An interesting footnote is that for DPS spells, the number seems to be closer to 2000 or even less, rather than 10,000. In general they seem to want the steady increase to healing spells over the course of an expansion to be much less dramatic than DPS.

## Intellect

The main function of Int is to provide spellpower. The only additional note that applies to Int specifically is that it scales 5% better than spellpower due to your armor specialization or equivalent cloth bonus, 5% better again due to raid buffs, and potentially more if you have talents like Heart of the Wild.

Int also provides chance to crit, although it’s not very much. Consider the crit contribution of 1 Int to be about 1/4 of a crit rating. Spellpower, being a primary stat, should generally be worth about twice as much as crit rating, a secondary stat.

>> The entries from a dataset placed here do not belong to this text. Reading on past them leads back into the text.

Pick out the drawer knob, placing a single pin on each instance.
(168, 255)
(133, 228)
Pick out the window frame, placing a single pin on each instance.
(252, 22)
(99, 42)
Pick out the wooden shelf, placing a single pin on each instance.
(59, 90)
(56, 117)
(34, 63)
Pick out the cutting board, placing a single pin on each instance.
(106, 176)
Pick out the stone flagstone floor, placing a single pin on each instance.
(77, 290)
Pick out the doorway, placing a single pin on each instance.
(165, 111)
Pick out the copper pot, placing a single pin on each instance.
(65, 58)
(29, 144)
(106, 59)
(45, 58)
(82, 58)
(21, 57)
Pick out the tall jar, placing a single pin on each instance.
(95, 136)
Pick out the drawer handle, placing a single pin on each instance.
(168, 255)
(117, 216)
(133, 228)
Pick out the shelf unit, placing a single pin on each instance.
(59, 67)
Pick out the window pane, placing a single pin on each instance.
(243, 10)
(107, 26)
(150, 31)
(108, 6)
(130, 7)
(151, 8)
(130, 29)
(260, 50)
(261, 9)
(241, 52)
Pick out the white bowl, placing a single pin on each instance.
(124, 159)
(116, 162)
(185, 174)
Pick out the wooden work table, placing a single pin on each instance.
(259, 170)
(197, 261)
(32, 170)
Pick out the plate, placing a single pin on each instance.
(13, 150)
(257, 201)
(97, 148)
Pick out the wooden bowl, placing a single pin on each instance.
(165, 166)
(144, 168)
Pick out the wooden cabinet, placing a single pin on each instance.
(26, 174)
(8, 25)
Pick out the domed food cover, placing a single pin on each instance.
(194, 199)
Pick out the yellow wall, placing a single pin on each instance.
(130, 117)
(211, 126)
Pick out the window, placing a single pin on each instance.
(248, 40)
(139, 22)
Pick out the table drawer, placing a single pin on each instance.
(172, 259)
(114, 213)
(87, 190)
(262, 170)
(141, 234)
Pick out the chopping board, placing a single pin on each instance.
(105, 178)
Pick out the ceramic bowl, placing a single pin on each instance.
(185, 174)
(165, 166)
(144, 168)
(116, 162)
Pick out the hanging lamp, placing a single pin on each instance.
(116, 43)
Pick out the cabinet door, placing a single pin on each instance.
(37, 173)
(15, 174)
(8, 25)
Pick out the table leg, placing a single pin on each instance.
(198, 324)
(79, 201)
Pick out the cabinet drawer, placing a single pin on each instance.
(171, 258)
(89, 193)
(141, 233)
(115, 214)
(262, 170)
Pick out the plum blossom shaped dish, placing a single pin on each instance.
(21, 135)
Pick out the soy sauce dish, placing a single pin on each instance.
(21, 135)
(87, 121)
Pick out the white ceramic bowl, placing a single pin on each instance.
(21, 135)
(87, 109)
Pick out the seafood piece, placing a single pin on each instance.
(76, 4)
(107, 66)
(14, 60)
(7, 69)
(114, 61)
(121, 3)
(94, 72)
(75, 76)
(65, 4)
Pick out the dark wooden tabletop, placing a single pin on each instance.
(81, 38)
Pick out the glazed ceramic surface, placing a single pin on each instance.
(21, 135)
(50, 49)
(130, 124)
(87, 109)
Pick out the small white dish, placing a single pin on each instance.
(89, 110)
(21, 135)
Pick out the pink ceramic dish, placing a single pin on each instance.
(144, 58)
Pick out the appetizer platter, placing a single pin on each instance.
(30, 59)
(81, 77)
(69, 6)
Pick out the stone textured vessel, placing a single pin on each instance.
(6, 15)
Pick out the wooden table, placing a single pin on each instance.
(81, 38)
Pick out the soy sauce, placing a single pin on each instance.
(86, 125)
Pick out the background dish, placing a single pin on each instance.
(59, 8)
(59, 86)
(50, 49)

So Int’s spellpower contribution is an order of magnitude more significant than its crit contribution.

## Mastery

Now we start getting into something interesting. 600 mastery rating gives what was called, before MoP, “1 Mastery.” They don’t show that on the character sheet anymore, but it’s still convenient to compare mastery bonuses in terms of the % increase for each 600 rating.

Monk: 1.2%*
Druid, Holy Priest: 1.25%
Disc Priest: 2.5%
Shaman: 3%
*Monk is irregular since the mastery bonus is then multiplied by an individualized modifier for each spell, and for other reasons.

Druids have the simplest healing mastery. Harmony is a flat % bonus to all healing, so long as you have cast a direct heal in the past 20 seconds (in practice, this has 100% uptime). So that’s an interesting starting point. For the most boring possible bonus, the uniform % to all throughput, the standard of mastery scaling is 1.25%. Not much more to say there.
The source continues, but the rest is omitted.